Konkret zeigt die Studie, dass Projekte mit klaren Governance-Strukturen eine um 30 % höhere Erfolgsrate bei der Einhaltung von Zeitplänen und
Budgets aufweisen (Quelle: Pulse of the Profession, PMI).
Stabile Prozesse sorgen also dafür, dass man nicht ständig „Feuer löschen“ muss, sondern vorausschauend arbeiten kann.
Die klassischen Eskalationsstufen: Ein Leitfaden
Ein guter Eskalationsplan sollte wie eine Treppe aufgebaut sein.
Hier ist ein einfaches Modell, das sich in der Praxis bewährt hat:
Stufe 1: Operative Ebene (Einkäufer & Lieferanten-Ansprechpartner)
Hier werden die meisten Probleme gelöst. Der Einkäufer spricht direkt mit dem Ansprechpartner beim Lieferanten.
Beispiel: Eine Lieferung kommt drei Tage später. Der Einkäufer klärt mit dem Vertrieb des Lieferanten einen neuen Termin, der für das Projekt noch akzeptabel ist.
Stufe 2: Taktische Ebene (Einkaufsleitung & Key Account Manager)
Wenn Stufe 1 keine Lösung bringt oder das Problem wiederholt auftritt, wird die Ebene gewechselt.

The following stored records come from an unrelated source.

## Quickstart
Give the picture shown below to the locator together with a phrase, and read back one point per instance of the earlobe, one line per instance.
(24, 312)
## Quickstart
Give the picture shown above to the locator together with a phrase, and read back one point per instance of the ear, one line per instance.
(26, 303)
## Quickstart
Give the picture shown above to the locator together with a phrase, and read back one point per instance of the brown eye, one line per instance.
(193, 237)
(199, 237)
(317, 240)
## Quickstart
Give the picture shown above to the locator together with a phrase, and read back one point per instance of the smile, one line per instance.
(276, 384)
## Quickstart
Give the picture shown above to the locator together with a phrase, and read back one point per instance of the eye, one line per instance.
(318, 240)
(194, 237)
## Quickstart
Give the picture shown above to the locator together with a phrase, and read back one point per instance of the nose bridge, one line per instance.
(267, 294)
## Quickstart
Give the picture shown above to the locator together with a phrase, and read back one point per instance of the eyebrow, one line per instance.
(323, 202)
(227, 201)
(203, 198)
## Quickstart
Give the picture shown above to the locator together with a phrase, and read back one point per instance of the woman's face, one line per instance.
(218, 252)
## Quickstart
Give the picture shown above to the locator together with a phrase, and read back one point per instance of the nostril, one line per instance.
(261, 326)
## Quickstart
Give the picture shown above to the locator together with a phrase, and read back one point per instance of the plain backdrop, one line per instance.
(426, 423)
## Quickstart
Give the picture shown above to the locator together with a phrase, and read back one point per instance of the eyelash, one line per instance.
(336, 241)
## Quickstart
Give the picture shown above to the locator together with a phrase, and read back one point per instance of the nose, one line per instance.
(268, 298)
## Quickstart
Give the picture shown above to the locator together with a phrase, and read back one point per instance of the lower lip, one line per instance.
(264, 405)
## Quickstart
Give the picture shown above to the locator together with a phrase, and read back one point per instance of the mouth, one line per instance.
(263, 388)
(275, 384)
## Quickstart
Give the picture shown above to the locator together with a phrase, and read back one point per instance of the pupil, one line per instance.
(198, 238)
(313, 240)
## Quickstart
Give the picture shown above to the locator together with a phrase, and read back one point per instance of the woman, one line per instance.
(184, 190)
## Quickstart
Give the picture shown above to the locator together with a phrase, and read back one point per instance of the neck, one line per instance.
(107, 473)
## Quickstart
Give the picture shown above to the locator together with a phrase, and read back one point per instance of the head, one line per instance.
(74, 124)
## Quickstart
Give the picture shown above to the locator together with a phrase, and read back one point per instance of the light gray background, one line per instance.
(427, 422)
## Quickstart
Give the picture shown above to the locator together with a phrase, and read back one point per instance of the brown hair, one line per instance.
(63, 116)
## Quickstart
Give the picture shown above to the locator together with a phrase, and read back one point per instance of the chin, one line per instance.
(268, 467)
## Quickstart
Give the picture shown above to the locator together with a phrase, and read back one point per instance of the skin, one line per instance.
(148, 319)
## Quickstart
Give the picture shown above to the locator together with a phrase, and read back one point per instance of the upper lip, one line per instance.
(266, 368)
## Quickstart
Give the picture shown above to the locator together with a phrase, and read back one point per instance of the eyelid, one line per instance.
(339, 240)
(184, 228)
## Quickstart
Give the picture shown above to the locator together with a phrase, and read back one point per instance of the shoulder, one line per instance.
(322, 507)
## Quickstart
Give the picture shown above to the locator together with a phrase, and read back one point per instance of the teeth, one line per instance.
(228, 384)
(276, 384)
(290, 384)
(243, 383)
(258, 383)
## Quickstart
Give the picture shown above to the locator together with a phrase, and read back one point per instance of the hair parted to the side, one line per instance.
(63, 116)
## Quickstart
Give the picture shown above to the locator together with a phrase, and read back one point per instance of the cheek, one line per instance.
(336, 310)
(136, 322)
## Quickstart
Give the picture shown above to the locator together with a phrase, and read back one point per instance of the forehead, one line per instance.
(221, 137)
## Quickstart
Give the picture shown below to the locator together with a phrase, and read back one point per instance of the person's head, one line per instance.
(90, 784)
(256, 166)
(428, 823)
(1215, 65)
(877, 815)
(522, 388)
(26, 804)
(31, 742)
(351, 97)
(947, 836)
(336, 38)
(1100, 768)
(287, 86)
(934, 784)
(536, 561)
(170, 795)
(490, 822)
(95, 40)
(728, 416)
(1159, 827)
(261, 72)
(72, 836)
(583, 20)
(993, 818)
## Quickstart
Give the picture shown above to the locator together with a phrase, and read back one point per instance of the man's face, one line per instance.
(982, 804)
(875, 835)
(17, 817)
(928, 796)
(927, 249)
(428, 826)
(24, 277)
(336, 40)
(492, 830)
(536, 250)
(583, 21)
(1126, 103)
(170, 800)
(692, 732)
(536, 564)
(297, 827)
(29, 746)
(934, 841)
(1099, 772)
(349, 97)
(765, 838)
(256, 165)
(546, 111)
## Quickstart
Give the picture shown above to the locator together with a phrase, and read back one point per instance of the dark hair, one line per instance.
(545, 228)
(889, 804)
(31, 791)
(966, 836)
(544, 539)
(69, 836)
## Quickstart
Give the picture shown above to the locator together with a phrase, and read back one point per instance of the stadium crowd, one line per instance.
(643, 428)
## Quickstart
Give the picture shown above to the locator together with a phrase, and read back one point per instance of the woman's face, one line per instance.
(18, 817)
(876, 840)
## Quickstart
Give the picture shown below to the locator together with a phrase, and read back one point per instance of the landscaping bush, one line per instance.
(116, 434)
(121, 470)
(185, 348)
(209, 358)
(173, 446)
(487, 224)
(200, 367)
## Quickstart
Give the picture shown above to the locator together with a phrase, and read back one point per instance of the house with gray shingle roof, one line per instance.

Beispiel: Der Lieferant liefert zum dritten Mal in Folge zu spät. Der Einkaufsleiter schaltet sich ein und führt ein offizielles Gespräch mit dem Kundenbetreuer (Key Account Manager) des
Lieferanten. Es wird eine förmliche Mängelrüge ausgesprochen.
Stufe 3: Strategische Ebene (Geschäftsführung & Geschäftsführung)
Dies ist die höchste Stufe. Sie wird nur genutzt, wenn die Geschäftsbeziehung auf dem Spiel steht oder das Projekt
extrem gefährdet ist.
Beispiel: Ein zentraler Zulieferer ist insolvent oder kann eine strategisch wichtige Komponente über Monate nicht liefern. Hier müssen die obersten Chefs beider Firmen eine Grundsatzentscheidung
treffen: Gibt es einen Plan B oder muss das gesamte Projekt neu geplant werden?
Tipps zur Einführung von Eskalationsregeln
Damit dieses System auch wirklich funktioniert, sollten Sie folgende drei Tipps beachten:
-
Transparenz schaffen:
Alle Beteiligten – auch die Lieferanten – müssen wissen, welche Stufen es gibt.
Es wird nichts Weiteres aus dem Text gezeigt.